I'm an all or nothing sort of person emotion-wise. My response to something dramatic tends to be a "hmmm...let me philosophize on (or ignore) that for a while" or to become an anxiety-filled, tear-ridden mess that no one wants to be anywhere near.

Bennett is headed to kindergarten tomorrow. I've known it was coming since February 1, 2003 at about 3pm. The real countdown started about this time last year. Evan thinks having Bennett at Hull Elementary will be awesome (although last thing I heard tonight Evan's personally refusing to enter the school grounds ever again). Bennett is a social animal, is starting to read, and enjoys figuring out math problems - let's just say the kid's ready. We visited the class late last week, met his teacher (he got the one I wanted for him - yay!) and he definitely looked to be the best color-er of all the kids in his class already. I know, I'm biased.

So, the new Hulk backpack and lunchbox are ready to go. Bennett actually went to sleep by 8pm tonight. His school clothes are sitting on the dresser just waiting for the morning.

Everyone seems ready for this except me. I told Matt a few days ago that I wasn't going to handle this well and that I just couldn't talk about it. He's looked at me a few times since with that sweet "are you all right?" look in his eyes and I just wave him off and grunt in the universal "leave me alone, can't you see that I'm about to weep?" signal.

Intellectually, I'm there. I'm convinced Bennett is brilliant. I don't know that he'll be an A student or an academic wonder. But I know that he is one of the most creative, adventurous, passionate, curious little boys I know - and how can someone like that not succeed in school and in life.

So really, I'm just dealing with all of the lame cliches about moms watching their babies go off to kindergarten. I'm SOOOOO excited about all of the time to myself (hellooooo 8:30 a.m. to 3:00 p.m. - yes!) where I can work and do errands and plan and sit quietly and focus on what I want to do when. But I also know that I'm going to miss my chatty little buddy Bennett eagerly trying to get my attention to show me the robot he made from legos ... or to ask me what 7 + 5 is ... or to yell out "I love you, Mom!" while he sits on the toilet.

And I know that tomorrow at 8:35 a.m. this anxiety-filled, tear-ridden mess will be on display full force. Oh well, I'm sure I'll be in good company all across Chandler.

4 comments:

Anonymous said...

I am sending you a hug in support!!! We have 4 weeks to go and I know I will be teary again this year, even though I am sending them to second grade and fourth grade!

Smiles - Stacey

Anonymous said...

Awww... it's not lame. It's the awesomeness that is being a mother. ;-) I wouldn't have it any other way.

So amazing that little Bennett is off to Kindergarten. I'm sure he will be the star student. :) Give him a hug and high five for me for getting through his first day of real school!

Tips from Collin:
1. Bullies are very odd. Like there aren't very much of them.

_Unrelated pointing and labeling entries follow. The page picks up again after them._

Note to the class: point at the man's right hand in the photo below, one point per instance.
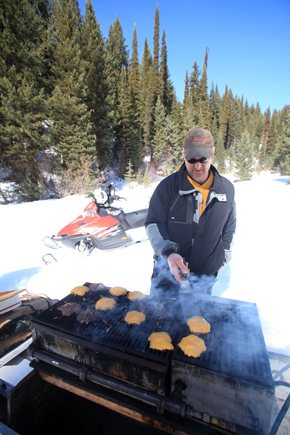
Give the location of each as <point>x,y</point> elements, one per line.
<point>177,266</point>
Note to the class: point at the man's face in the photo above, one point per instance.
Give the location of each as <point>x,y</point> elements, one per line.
<point>199,171</point>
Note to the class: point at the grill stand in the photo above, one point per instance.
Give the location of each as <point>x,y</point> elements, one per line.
<point>169,414</point>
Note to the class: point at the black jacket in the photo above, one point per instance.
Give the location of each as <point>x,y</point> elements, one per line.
<point>173,223</point>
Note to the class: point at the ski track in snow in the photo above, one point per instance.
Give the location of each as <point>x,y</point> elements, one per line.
<point>258,272</point>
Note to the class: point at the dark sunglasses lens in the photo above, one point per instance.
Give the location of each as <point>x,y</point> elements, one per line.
<point>202,160</point>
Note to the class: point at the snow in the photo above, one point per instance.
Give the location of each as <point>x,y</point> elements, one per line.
<point>258,272</point>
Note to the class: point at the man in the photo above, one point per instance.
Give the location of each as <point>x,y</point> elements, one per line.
<point>191,220</point>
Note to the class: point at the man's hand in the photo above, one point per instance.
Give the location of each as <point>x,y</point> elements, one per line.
<point>177,265</point>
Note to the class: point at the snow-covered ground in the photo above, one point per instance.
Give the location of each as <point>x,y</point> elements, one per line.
<point>258,272</point>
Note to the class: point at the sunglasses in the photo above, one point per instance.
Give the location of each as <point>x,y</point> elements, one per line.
<point>194,161</point>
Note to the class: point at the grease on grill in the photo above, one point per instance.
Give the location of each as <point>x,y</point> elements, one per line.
<point>97,287</point>
<point>192,345</point>
<point>105,304</point>
<point>86,316</point>
<point>69,308</point>
<point>198,324</point>
<point>118,291</point>
<point>135,317</point>
<point>160,341</point>
<point>80,290</point>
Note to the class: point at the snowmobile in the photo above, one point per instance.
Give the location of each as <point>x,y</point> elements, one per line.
<point>100,226</point>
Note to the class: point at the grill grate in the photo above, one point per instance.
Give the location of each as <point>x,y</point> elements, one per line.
<point>109,329</point>
<point>235,344</point>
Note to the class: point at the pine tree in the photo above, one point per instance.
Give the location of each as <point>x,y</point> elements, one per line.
<point>236,120</point>
<point>220,154</point>
<point>158,141</point>
<point>282,152</point>
<point>72,130</point>
<point>129,174</point>
<point>226,118</point>
<point>166,85</point>
<point>23,92</point>
<point>173,153</point>
<point>145,115</point>
<point>134,76</point>
<point>155,90</point>
<point>188,119</point>
<point>204,100</point>
<point>194,84</point>
<point>128,145</point>
<point>93,55</point>
<point>244,157</point>
<point>116,59</point>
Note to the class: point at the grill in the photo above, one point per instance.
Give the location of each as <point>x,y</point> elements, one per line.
<point>229,385</point>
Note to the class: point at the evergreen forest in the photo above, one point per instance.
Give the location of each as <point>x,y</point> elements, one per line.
<point>74,104</point>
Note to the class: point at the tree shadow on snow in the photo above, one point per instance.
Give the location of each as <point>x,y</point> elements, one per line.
<point>223,281</point>
<point>283,180</point>
<point>17,279</point>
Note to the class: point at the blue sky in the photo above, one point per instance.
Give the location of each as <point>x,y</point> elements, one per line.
<point>248,40</point>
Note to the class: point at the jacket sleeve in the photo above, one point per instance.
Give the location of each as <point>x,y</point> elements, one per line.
<point>156,222</point>
<point>228,233</point>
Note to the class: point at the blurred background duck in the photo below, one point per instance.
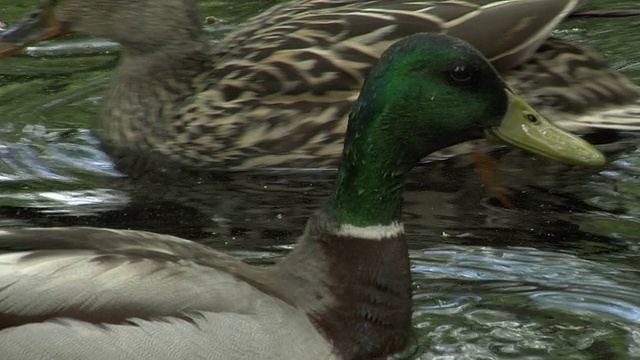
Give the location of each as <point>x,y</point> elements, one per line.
<point>344,292</point>
<point>277,92</point>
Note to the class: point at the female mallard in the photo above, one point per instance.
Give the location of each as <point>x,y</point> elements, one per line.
<point>277,92</point>
<point>343,293</point>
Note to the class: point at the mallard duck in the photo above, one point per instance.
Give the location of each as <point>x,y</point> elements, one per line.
<point>343,293</point>
<point>277,92</point>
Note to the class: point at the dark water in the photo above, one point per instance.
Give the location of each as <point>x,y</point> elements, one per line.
<point>556,277</point>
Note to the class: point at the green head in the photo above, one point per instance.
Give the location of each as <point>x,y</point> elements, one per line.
<point>427,92</point>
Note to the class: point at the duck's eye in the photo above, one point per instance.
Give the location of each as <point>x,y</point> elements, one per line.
<point>461,73</point>
<point>532,118</point>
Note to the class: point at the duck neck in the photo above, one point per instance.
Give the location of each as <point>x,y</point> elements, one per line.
<point>350,272</point>
<point>147,90</point>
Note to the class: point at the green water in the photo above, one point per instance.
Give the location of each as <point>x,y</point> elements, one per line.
<point>557,277</point>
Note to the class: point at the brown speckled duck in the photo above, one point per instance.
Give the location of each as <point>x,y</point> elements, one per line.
<point>276,93</point>
<point>343,293</point>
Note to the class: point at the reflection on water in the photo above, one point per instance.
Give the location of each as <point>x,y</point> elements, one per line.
<point>556,277</point>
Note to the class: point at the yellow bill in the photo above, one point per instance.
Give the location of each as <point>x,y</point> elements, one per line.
<point>524,128</point>
<point>39,26</point>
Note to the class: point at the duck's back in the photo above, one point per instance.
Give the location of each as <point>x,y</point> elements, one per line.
<point>99,294</point>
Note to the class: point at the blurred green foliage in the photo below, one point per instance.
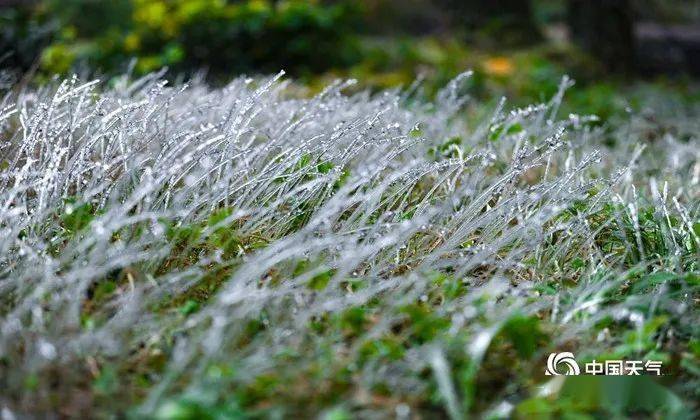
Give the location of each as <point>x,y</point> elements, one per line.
<point>187,35</point>
<point>316,41</point>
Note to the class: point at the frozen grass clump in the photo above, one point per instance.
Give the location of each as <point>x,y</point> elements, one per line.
<point>181,251</point>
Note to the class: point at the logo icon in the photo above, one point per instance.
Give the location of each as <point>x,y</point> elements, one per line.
<point>565,358</point>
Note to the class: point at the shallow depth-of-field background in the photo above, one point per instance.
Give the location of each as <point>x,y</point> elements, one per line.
<point>187,232</point>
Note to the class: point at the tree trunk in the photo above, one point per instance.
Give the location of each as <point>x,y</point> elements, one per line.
<point>604,28</point>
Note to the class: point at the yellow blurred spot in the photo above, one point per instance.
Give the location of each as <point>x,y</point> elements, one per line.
<point>132,42</point>
<point>498,66</point>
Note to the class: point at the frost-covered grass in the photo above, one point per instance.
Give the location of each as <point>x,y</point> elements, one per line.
<point>182,251</point>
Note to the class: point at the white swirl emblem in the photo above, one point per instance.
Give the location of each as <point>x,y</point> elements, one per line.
<point>566,358</point>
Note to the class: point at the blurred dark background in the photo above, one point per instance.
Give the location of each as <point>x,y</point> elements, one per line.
<point>516,47</point>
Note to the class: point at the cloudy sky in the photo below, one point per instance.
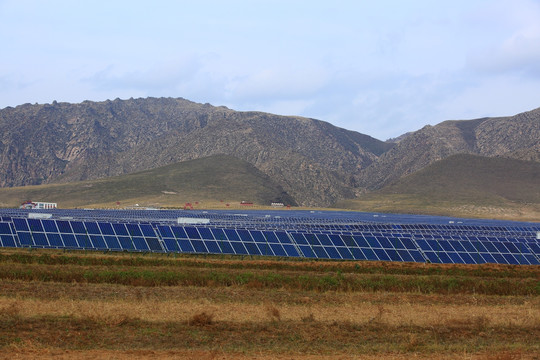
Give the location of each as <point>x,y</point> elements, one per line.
<point>378,67</point>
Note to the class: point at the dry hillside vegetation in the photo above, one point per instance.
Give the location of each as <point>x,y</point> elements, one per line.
<point>93,305</point>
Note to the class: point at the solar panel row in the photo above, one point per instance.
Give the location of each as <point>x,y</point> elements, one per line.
<point>389,246</point>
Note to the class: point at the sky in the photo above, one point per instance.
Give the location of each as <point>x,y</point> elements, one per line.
<point>381,68</point>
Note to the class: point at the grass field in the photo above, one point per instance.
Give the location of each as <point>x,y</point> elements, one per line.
<point>94,305</point>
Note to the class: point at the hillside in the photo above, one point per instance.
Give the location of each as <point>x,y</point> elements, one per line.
<point>462,185</point>
<point>312,160</point>
<point>515,136</point>
<point>210,179</point>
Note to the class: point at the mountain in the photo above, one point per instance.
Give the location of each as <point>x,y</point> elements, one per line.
<point>513,137</point>
<point>210,179</point>
<point>462,185</point>
<point>473,178</point>
<point>313,161</point>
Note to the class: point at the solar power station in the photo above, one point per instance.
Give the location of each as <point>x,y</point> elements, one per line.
<point>286,233</point>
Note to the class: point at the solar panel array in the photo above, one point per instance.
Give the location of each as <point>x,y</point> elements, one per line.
<point>304,236</point>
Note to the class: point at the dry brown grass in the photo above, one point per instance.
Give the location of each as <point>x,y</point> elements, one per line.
<point>353,311</point>
<point>61,319</point>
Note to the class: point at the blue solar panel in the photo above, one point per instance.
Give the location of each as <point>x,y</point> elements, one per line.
<point>321,236</point>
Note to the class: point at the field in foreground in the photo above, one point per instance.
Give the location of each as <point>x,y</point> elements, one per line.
<point>66,305</point>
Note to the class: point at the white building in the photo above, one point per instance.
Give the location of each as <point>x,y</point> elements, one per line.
<point>37,205</point>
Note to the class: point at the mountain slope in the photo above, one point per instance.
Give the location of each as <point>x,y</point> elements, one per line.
<point>516,137</point>
<point>473,178</point>
<point>462,185</point>
<point>214,178</point>
<point>312,160</point>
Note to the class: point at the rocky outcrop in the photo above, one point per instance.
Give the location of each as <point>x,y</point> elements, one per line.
<point>313,160</point>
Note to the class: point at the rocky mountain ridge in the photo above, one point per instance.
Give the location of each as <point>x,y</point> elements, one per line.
<point>313,161</point>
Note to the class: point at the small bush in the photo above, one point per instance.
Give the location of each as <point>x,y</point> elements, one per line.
<point>201,319</point>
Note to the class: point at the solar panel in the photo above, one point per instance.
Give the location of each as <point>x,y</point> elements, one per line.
<point>319,236</point>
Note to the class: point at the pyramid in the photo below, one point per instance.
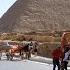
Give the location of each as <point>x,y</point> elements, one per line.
<point>37,15</point>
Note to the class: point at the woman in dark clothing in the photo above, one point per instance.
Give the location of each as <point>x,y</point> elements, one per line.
<point>65,59</point>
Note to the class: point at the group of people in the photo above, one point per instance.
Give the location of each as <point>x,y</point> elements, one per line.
<point>61,58</point>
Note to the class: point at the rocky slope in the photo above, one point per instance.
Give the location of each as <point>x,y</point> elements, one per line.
<point>37,15</point>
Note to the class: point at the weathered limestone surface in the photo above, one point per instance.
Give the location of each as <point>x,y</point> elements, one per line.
<point>37,15</point>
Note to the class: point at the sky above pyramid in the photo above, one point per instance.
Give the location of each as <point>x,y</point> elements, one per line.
<point>5,5</point>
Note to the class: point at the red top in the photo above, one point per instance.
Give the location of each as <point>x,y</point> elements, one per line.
<point>56,54</point>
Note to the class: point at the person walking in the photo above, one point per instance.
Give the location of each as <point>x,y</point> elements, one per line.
<point>56,54</point>
<point>65,59</point>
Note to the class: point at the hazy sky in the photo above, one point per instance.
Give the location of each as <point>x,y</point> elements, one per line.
<point>5,5</point>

2. Teachers are normally very nice.

3. Make your work colorful.

4. Make sure you are very nice to other children.

5. Make sure you listen more than you talk.

Tristan said...

I'm using some of my newly found "free" time today to catch up on friend's blogs. And low and behold...I find your post. How did you do? I cried when Austen got dressed and put his backpack on and then tears filled my eyes to say good-bye to him at school. But, all in all I'm doing much better than I thought I would. Now, when Logen goes to kinder...that might be a whole different story.

I can empathize with you and am sending you big hugs. I'll give ya a call tomorrow to chat--it's been too long.

NatMatt said...

Thanks for the support, guys! It went okay - there wasn't as much actual weeping as I expected but I spent most of the day with a big lump in my throat.

Stacey, thanks for posting!

Josie, tell Collin thanks for his advice - I'll make sure to pass it along to Bennett.